Three is the magic number

Three is often the perfect number for the successful delivery and execution of an OKR strategy.

What do I mean by that? I am referring to the combination of client, coach and software provider. At the centre of this happy trinity is a business that wants to use the OKR framework to help transform themselves; they’re supported by a coaching consultancy like AuxinOKR to help them execute their strategy, and both are working alongside a software specialist.

Working together you have a very powerful team driving in the same direction with a very clear purpose.

The general over-arching objective is usually to help a company or organisation grow through the introduction of operational changes that align people, systems and effort to a clear pathway.

In the ideal scenario the senior management team sets the overall strategy and helped by the coach frames appropriate objectives, underpinned by measurable key results. As coaches we will challenge, shape and help refine the OKRs then guide the business to the right path; the software will provide transparency, focus and constant eye on metrics of progress and performance.

Another way to see this partnership, in terms of better understanding its strength is to compare this trinity of client, coach and software provider with that of an author, editor and publisher.

If, in this case, we compare the client to an author; they’re the person with the vision, messaging and purpose. Through their narrative and story-telling skills they are creating the ‘why and the what.’

Our role as coach in that very first phase of either introducing or resetting OKRs can be thought of as an editor; we’re helping the author/client craft and shape the messaging and narrative – we’re trying to add the ‘what and how’.

In this scenario the software provider performs a similar role to a publisher – socialising, publicising, aligning and visualising the ‘how and when’.

There is a real craft to writing and then refining a company’s OKRs; without supportive coaching this is where many people go wrong. It’s easy to confuse tasks with objectives and key results.
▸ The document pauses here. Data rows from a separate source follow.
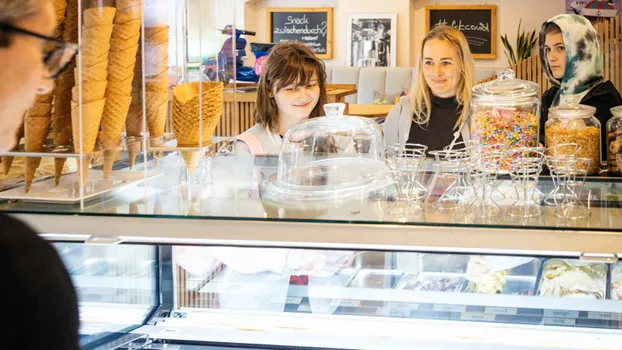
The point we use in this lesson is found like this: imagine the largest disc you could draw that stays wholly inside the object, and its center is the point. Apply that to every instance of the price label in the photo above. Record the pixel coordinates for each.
(393, 312)
(559, 321)
(502, 311)
(561, 313)
(304, 308)
(470, 316)
(449, 308)
(351, 303)
(609, 316)
(292, 300)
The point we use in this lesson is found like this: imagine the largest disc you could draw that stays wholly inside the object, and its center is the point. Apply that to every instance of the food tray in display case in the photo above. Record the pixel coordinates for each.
(432, 282)
(375, 278)
(567, 278)
(520, 280)
(615, 281)
(68, 190)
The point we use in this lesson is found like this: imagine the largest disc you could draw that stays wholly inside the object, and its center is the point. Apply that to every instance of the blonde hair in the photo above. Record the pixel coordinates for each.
(420, 101)
(288, 63)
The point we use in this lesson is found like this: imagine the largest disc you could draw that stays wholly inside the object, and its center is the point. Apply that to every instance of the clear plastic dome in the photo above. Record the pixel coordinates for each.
(330, 158)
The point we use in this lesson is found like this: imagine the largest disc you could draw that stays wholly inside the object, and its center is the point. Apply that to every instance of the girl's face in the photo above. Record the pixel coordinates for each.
(297, 102)
(555, 54)
(441, 68)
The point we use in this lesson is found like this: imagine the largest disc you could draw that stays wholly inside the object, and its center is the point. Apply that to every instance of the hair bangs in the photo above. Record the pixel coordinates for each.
(298, 72)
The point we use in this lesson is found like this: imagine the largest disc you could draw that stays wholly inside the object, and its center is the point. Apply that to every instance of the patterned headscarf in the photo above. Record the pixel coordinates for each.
(583, 67)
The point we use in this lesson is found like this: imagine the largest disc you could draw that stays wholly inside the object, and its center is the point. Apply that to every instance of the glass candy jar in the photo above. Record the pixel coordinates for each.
(575, 124)
(614, 139)
(505, 114)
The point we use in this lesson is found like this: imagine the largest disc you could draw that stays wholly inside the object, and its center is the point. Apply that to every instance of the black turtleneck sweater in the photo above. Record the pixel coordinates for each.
(439, 131)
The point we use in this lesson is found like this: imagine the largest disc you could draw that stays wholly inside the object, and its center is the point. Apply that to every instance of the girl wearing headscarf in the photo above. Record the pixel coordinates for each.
(570, 57)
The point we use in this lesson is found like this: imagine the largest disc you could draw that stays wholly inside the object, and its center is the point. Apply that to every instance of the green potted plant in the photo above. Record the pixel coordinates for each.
(524, 44)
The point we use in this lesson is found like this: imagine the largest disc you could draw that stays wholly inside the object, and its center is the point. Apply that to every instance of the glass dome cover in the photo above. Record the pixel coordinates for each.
(330, 158)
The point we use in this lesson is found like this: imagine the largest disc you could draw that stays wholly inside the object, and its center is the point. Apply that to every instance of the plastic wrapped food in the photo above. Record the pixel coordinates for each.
(614, 138)
(436, 284)
(574, 279)
(615, 291)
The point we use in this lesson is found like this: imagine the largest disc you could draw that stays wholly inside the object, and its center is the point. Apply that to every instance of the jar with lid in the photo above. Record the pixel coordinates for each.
(614, 139)
(505, 113)
(575, 124)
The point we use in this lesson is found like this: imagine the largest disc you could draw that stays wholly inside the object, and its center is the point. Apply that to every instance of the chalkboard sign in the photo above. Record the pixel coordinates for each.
(312, 26)
(477, 22)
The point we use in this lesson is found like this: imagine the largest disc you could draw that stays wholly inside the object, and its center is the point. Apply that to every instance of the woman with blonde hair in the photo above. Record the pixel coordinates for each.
(437, 106)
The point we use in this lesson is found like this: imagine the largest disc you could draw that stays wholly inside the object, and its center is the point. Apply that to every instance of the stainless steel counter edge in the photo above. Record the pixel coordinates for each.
(325, 235)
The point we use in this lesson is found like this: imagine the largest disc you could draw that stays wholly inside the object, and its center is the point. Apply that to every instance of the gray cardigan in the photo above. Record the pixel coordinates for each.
(398, 122)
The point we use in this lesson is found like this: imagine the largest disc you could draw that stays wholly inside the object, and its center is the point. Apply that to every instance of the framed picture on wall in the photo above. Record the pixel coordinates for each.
(372, 40)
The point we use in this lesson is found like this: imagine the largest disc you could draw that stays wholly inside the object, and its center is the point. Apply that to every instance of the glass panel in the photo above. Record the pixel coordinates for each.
(116, 285)
(227, 283)
(231, 187)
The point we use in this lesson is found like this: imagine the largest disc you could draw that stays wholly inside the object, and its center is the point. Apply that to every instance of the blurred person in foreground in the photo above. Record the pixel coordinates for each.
(37, 292)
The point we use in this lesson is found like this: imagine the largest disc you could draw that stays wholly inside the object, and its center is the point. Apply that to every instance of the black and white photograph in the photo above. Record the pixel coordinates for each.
(371, 40)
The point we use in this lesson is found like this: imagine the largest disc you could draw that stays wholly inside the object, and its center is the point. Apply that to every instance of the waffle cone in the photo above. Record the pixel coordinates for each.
(7, 161)
(191, 159)
(156, 35)
(96, 73)
(94, 59)
(157, 68)
(110, 155)
(156, 53)
(120, 73)
(117, 44)
(94, 51)
(36, 130)
(98, 16)
(113, 120)
(90, 91)
(59, 164)
(123, 4)
(132, 151)
(186, 125)
(39, 110)
(60, 5)
(83, 170)
(157, 85)
(120, 88)
(157, 106)
(46, 98)
(123, 59)
(127, 30)
(96, 36)
(91, 117)
(128, 14)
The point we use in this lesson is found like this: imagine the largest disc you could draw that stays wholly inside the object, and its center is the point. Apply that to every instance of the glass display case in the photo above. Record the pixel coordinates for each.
(173, 241)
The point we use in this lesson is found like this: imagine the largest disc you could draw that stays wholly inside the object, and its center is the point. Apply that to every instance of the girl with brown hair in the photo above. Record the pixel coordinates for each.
(292, 88)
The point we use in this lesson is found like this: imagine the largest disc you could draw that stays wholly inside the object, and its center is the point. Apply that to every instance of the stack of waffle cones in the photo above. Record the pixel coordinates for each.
(61, 118)
(156, 80)
(96, 33)
(122, 62)
(7, 161)
(189, 130)
(38, 118)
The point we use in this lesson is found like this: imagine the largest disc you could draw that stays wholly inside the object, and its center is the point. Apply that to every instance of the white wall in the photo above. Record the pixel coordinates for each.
(411, 22)
(203, 17)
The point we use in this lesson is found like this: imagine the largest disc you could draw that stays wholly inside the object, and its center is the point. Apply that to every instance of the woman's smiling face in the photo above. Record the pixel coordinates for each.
(294, 101)
(441, 68)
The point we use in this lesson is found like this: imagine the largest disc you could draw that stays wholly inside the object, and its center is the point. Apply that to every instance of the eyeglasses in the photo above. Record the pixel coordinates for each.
(57, 54)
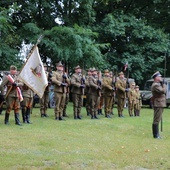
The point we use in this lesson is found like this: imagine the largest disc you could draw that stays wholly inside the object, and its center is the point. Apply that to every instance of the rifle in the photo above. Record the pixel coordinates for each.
(99, 82)
(162, 84)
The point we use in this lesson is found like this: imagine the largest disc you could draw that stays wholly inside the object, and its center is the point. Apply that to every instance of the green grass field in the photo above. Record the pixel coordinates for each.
(117, 143)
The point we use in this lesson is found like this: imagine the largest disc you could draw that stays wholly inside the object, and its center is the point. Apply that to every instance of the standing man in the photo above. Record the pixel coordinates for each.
(78, 85)
(158, 89)
(89, 74)
(61, 82)
(138, 103)
(131, 99)
(95, 93)
(27, 102)
(45, 98)
(121, 85)
(12, 95)
(108, 93)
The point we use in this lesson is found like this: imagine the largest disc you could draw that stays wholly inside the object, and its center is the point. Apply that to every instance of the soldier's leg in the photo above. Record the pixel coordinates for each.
(75, 104)
(9, 106)
(42, 112)
(16, 112)
(57, 105)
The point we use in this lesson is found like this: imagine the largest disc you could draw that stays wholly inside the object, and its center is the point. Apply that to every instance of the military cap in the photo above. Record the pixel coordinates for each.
(89, 69)
(93, 69)
(12, 67)
(59, 64)
(156, 74)
(133, 83)
(106, 71)
(44, 64)
(136, 86)
(121, 73)
(77, 67)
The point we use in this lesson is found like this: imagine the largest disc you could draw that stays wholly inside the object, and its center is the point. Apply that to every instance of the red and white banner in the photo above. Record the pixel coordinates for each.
(33, 73)
(17, 88)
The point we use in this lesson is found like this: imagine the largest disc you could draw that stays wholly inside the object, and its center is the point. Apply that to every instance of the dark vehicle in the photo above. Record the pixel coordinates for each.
(147, 94)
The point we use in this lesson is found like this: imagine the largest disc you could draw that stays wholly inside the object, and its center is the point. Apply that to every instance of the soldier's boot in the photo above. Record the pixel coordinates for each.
(45, 114)
(60, 116)
(17, 121)
(23, 115)
(95, 115)
(75, 113)
(78, 116)
(155, 131)
(42, 113)
(6, 121)
(92, 115)
(99, 111)
(0, 110)
(28, 116)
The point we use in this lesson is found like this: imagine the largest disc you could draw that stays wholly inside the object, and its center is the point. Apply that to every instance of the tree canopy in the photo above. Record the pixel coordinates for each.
(91, 33)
There can be a tendency to set too many objectives.

Deeper into the project – the implementation phase – the client as author is reacting to the impact of their work and adjusting their OKRs; they’re amending and refining; verifying and testing, reworking the narrative according to the metrics provided.

At this point the coach, as ‘editor’ is encouraging, steering, and course-setting with the software provider tracking, broadcasting and signalling.

By the final stage – embedding OKRs across the organisation – the message is focussed, there’s alignment throughout (everyone is on the same page, as it were) ambition is tracking in the right direction and objectives are being met.